Legacy Network Machine Decommissioning Tool

Client
AT&T Network Capacity Engineers

When
2016

Team
User Experience Designer and Researcher, 2 Data Scientists, and Front-End Engineer

Role
Lead User Experience Designer and Researcher

Just like many other large, established companies, AT&T finds itself in an interesting situation of needing to deal with a world of dramatically increasing scale and complexity. For decades, experienced company veterans have been able to address these challenges manually with the knowledge, skills, and intuition they have built over a career in their roles.

However, we are now reaching a scale where this is no longer feasible, and we are facing a host of problems that cannot be manually addressed. By building intelligent systems, we bring radical efficiency changes to how AT&T operates. These are orders of magnitude improvements, where something that may have taken months manually, may now take only an hour.

Along with my user experience research and design skills, my team built one such intelligent system to manage this complexity for network capacity engineers as they decommission legacy machines on the network. Our tool was extremely well received by our colleagues in the field and is currently being used in decommissioning to save unnecessary hours of labor and costs.

The Opportunity

AT&T’s legacy telephone wire system is made of automated, interconnected switches on a nationwide scale and has been around for decades. Maintaining this vast network requires a significant amount of money spent towards power. Naturally, AT&T is interested in finding equipment that can be decommissioned or replaced with newer, more efficient equipment in an effort to reduce this large footprint, all with an active, live network that must remain fully reliable through this process.

Currently, decommissioning a machine requires weeks or months of tedious, manual planning by highly experienced and trained engineers, each with their own personalized workflow.

Legacy Network Machine Decommissioning Tool UX Mockup on three screens

The Solution

We created an assistive tool for network capacity engineers to reduce this time to hours by recommending better alternatives to free them for their other responsibilities. Our tool helps discover and recommend plans for removing equipment from the network.

Our project focused on two primary objectives:

1. Evaluating network equipment to establish a priority order for decommissioning.
2. Creating and recommending a valid circuit reassignment plan for operators to take into consideration.

Design Process

While my colleagues were developing the machine learning aspects to this project, I conducted user interviews to better understand the needs of a network capacity engineer to inform our product decisions.

As themes in their workflows arose, I developed quick mockups to encapsulate the needs I was hearing.

AT&T Legacy Network Machine Decommissioning Tool wireframe flow mockups in Sketch

I continued to iterate on them as our understanding of the user needs evolved.

As we were on a short timeline, my colleague quickly began implementing a working web-interface prototype as per my designs to connect the command line into a more user-friendly experience. Within a few days, we had a fully functioning version of the tool that we could share with our users.

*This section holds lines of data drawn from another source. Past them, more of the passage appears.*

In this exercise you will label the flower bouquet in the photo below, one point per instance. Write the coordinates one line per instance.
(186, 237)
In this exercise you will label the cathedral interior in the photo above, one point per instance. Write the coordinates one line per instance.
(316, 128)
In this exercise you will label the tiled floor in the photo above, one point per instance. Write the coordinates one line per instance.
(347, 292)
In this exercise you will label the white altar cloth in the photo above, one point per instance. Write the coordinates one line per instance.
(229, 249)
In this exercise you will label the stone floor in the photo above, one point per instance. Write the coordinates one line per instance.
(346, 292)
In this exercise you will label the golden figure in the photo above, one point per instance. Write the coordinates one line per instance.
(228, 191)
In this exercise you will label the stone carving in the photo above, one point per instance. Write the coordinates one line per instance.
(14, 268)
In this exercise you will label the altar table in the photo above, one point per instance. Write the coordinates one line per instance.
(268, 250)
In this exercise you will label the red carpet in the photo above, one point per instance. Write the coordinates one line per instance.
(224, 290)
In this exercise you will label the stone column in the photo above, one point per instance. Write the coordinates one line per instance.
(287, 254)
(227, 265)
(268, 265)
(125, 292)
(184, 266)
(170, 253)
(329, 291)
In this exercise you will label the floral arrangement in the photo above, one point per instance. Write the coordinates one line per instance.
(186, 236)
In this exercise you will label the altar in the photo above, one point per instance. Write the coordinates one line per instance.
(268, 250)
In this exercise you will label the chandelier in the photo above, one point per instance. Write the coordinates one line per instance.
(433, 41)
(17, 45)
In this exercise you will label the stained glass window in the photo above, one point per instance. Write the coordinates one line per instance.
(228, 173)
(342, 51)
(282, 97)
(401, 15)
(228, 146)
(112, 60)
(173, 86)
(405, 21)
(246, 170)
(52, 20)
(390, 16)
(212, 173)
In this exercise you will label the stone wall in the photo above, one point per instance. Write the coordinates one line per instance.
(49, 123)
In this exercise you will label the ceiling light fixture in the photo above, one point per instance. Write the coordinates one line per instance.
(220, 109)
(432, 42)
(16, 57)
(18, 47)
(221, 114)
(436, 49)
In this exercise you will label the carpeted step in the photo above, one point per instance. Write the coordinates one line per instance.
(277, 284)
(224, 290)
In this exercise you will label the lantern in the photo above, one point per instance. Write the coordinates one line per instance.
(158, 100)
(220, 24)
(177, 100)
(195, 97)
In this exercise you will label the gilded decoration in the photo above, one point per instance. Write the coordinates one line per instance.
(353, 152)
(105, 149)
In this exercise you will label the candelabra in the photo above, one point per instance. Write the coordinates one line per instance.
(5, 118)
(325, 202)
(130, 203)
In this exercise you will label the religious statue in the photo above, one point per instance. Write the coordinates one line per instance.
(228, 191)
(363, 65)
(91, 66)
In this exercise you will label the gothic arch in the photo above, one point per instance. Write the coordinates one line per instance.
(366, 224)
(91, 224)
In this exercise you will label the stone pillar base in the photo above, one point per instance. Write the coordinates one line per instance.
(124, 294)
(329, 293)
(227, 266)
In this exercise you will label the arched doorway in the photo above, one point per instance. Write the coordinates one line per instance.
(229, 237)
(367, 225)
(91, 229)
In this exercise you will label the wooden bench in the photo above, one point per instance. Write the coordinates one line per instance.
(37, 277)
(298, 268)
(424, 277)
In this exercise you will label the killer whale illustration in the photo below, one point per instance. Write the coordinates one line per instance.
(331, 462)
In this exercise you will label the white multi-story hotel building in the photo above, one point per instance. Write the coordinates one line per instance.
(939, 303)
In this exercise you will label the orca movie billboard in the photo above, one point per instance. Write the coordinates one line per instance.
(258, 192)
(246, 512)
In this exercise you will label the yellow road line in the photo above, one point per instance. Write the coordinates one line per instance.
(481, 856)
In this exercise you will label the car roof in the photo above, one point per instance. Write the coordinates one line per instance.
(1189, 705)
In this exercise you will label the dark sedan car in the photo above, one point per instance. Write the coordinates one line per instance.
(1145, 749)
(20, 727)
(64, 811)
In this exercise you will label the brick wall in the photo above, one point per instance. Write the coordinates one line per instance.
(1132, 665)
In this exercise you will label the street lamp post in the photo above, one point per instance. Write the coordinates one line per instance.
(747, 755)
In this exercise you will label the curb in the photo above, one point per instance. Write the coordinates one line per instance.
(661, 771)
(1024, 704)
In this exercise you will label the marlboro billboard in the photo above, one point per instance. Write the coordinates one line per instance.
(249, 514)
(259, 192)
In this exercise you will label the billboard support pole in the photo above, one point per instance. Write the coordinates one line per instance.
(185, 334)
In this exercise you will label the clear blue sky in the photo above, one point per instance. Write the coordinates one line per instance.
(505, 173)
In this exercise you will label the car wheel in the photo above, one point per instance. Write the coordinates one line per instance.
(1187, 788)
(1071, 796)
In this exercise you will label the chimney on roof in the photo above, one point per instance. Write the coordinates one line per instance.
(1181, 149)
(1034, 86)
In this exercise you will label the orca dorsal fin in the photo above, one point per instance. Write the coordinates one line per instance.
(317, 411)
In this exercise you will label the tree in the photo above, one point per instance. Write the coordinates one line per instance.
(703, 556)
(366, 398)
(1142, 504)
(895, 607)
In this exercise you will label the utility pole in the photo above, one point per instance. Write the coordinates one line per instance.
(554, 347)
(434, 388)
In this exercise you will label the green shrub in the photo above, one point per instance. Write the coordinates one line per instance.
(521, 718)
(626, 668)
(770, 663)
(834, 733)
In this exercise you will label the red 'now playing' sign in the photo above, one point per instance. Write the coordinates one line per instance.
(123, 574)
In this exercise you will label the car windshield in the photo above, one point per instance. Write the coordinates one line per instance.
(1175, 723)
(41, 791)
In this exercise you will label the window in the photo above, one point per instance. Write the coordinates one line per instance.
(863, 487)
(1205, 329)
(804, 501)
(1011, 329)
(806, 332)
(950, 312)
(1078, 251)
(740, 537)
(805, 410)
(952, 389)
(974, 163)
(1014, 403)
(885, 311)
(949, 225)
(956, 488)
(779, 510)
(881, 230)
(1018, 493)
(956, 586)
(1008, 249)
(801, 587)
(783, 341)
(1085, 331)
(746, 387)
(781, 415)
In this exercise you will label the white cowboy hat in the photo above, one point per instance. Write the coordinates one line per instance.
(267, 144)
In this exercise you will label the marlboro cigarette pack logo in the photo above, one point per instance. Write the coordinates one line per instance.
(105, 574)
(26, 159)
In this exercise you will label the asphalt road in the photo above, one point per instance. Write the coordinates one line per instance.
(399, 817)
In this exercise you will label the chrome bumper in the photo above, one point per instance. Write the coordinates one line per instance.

Through usability testing with network capacity engineers, we identified tens of changes to our working prototype and continued to iterate.

Impact

Today, this internal tool is used by network capacity engineers across the company and is radically changing the way AT&T works. This product was so successful in creating an efficiency disruption within the company that more work of this nature is being requested by internal teams. I found this highly impactful project extremely gratifying. With just a few months of applied work, we were able to disrupt an internal process to save costs and significantly change how the company and employees operate day to day.